Under an Islamist government, many expect far more religion in the Egyptian curriculum. But the reality of governing has tempered that push.
Nasr City, Egypt
In the cool morning shadows that stretch across Al Redwan Islamic School's courtyard, dozens of youngsters chant, "The prophet is the only messenger."
"We try to teach honesty and justice … and this good behavior will lead to a better country," explains the principal, Mostafa Mohamed Selim, advocating the merging of religion and education.
Awards from the British Council testify to the K-12 school's reputation, which draws not only Islamist families but also parents simply seeking a high-quality education. Only 80 of 600 applicants are accepted each year, and classes have a maximum of 40 students.
But the idea of infusing more Islam into schools is not universally popular.
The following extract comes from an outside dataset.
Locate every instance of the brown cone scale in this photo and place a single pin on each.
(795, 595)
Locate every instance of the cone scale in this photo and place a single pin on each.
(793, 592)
Already, Quranic verses are peppered into even physics and chemistry lessons, and compulsory classes on Islam offer views that contradict those offered in courses promoting tolerance and religious freedom. Secular activists, liberals, and the 10 percent Christian minority have raised concerns that Islamists could use their new dominance to reshape education in their own image.
Seif-Eddeen Fateen, a Cairo University professor who has advised the Muslim Brotherhood's Freedom and Justice Party (FJP) on education reform, acknowledges that they have publicly espoused such goals in the past.
Now that they are in power, however, the central battle they are waging is less ideological and more existential. "They are thinking as statesmen instead of people of a [divine] calling," he says. "Now you're talking about concrete plans for advancing education and improving quality.... Religion is on the back burner."